POV-Ray : Newsgroups : povray.programming : idea:toroidal pattern : Re: idea:toroidal pattern Server Time
28 Jul 2024 20:30:15 EDT (-0400)
  Re: idea:toroidal pattern  
From: Robert Dawson
Date: 7 Jul 1999 11:35:06
Message: <378373aa@news.povray.org>
PoD <pod### [at] merlinnetau> wrote in message
news:37828538.23928F6F@merlin.net.au...
> I was just thinking that it should not be too difficult to implement a
> toroidal pattern type in POV.
>
> This pattern would return the distance of a point from a unit circle in
> the x,z plane (minor radius can be done with a colour/density etc map).
>
> I think that it could be done by
> 1. rotate point so that it's on the x,y plane
> 2. let p = <abs(p.x)-1,p.y>
> 3. find distance of p from origin
> but someone with better 3D math skills could probably come up with a
> better way.
>
> Anyone think this is a good/bad/stupid/useful idea?

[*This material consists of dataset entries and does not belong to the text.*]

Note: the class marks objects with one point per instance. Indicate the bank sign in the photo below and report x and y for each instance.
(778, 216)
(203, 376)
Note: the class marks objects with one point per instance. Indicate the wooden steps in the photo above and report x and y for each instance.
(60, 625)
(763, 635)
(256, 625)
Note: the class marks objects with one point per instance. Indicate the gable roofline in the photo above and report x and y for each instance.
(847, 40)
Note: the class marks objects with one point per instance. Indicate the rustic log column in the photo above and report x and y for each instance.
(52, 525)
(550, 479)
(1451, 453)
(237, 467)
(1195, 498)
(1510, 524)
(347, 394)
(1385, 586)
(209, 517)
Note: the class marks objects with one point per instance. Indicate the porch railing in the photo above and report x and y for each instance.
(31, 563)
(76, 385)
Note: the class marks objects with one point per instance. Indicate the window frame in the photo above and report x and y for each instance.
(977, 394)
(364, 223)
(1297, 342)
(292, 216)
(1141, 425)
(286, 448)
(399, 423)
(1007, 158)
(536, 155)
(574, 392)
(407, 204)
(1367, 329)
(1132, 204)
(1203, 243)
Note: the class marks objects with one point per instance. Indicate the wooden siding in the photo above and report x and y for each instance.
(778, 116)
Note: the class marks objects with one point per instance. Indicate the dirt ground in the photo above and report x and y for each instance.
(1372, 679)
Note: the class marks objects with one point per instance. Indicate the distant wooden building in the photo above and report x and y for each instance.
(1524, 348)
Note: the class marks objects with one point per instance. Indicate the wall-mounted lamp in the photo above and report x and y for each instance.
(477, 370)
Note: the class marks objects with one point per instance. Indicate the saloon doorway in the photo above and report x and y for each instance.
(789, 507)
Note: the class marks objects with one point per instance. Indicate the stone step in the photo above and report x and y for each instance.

    It's not a bad idea for media; the algorithm I'd use would be

raddist = sqrt(x*x + y*y) - 1.0;
index = sqrt(z*z + raddist*raddist) fmod 1.0;

    For textures, I can't think of many objects it'd look very good on. From
any large distance it looks like onion, it has a kink on the z axis, and in
particular you would not want to use it on a torus! On a cube it would look
a bit like wood with a repeat warp. Not very toroid.

    My own candidate for a "toroidal" texture is a "toroidal twist" texture.
It would be like "spiral" except that it would spiral around the unit
circle. This could look like the stripes on the handle of a candy-cane. I
once coded this as a POV 2 patch - I don't think I still have it, though. I
haven't yet got POV3 to compile and don't now have the time.

    It goes as follows, modulo some singularity trapping (the pattern is
undefined *on* the z axis and unit circle; this is not a bug, it is the way
the universe is. Set the index to 0 on these loci!) and possible silly
mistakes. "Slope" is a parameter that  can be positive, 0, or negative.
Positive or negative determines the sense of the twist; zero creates stripes
running around the torus parallel to the circle at its center. [Stripes in
the purely longitudinal direction, which this can't do, are achieved using
radial.] If it's rational, and frequency is set appropriately, there is no
discontinuity in the pattern; otherwise it doesn't wrap exactly.

    longitude = atan2(x,y);
    latitude = atan2(sqrt(x*x + y*y)-1.0, z);
    index = ((latitude + longitude*slope)/2*PI) fmod 1.0;

On a torus, this can create "knotted" stripes.  As media, combined with a
toroidal texture,
it could create knotted streams of fire, etc.